Tales From The Town #44: Modern Love

A Complete Openness Of Data

It was the tradition now. To go along with those old markers of commitment – engagement rings, joint bank accounts, borrowed clothes, shared rent – there was this opening up of your data to each other, all the things you had said and done and seen and been, all the way back to the beginning of time (2007). There was no deeper symbol of your trust, no greater intimacy in your relationship, than this limitless mingling of information.

Anna and Oya laid their phones on top of each other and between them they shared everything.

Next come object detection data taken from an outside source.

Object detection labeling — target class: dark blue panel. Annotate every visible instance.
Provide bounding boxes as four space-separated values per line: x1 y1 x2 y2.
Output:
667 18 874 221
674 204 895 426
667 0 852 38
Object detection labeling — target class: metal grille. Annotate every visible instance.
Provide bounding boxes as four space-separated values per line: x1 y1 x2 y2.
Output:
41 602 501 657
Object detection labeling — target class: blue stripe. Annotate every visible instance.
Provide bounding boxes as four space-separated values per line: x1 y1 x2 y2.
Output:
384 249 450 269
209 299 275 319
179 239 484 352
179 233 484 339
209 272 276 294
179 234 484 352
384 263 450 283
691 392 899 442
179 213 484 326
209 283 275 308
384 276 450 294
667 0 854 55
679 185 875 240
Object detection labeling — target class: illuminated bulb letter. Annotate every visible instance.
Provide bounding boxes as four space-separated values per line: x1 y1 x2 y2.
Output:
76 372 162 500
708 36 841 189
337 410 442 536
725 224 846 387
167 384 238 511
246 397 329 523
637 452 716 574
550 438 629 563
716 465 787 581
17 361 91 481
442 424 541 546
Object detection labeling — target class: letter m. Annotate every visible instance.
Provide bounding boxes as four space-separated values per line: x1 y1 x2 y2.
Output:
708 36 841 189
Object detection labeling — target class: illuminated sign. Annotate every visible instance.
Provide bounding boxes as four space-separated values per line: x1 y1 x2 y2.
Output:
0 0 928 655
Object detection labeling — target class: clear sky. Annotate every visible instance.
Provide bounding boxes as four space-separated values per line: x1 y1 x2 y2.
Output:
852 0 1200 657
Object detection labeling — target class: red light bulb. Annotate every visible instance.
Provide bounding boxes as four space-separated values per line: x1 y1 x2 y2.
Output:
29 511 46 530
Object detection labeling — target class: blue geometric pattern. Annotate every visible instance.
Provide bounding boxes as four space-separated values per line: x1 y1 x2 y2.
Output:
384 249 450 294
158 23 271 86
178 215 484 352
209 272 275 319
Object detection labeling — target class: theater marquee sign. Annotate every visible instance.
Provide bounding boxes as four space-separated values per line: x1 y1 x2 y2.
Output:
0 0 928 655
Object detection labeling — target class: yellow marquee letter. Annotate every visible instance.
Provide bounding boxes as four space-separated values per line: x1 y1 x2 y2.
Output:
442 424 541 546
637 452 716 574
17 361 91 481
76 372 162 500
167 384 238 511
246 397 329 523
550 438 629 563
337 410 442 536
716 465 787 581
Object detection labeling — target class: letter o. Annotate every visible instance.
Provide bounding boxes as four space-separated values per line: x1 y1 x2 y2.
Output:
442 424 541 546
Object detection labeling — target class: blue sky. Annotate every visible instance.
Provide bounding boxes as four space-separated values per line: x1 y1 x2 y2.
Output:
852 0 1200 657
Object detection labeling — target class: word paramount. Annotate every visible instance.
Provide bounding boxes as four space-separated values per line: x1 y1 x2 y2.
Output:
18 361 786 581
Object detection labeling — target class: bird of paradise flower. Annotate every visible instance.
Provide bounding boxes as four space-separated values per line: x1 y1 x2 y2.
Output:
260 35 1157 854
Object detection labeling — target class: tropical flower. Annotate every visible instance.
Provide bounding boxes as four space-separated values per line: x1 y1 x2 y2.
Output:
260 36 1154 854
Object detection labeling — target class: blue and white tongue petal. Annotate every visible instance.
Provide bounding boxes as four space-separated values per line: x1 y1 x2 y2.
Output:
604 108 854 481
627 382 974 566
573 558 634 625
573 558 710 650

The Confluence Of Interests

Anna liked the lists best, tracking the overlap of their histories in the books they’d read, the shows they’d watched, the songs they’d listened to, the games they had played, patterns they’d knitted, topics studied, recipes cooked, links shared. She spent whole days, entire weeks comparing their pasts, revisiting barely remembered childhood obsessions, re-discovering old favourites that she never knew they both loved.

But alongside the joys there was a lingering feeling of fear, a persistent atmosphere of dread. Who knew what opinions Oya had kept hidden behind that stoic facade of hers all these years. Anna couldn’t decide which was going to be worse when it finally happened – discovering Oya hated the things Anna loved unconditionally, or discovering Oya loved those things Anna hated more than anything she could imagine.

They Had Lived Their Lives On Average 1721 Miles Apart

Oya was obsessed with the maps of their lives. At first she jumped from moment to moment – where was Anna when I was here or here or here – but then she let the whole thing play out, the two of them watching the screen together as time lapse journeys traced across the globe, twisting and turning lines recording their passage through time against the surface of the Earth, every minute of their lives mapped to the very inch of the globe.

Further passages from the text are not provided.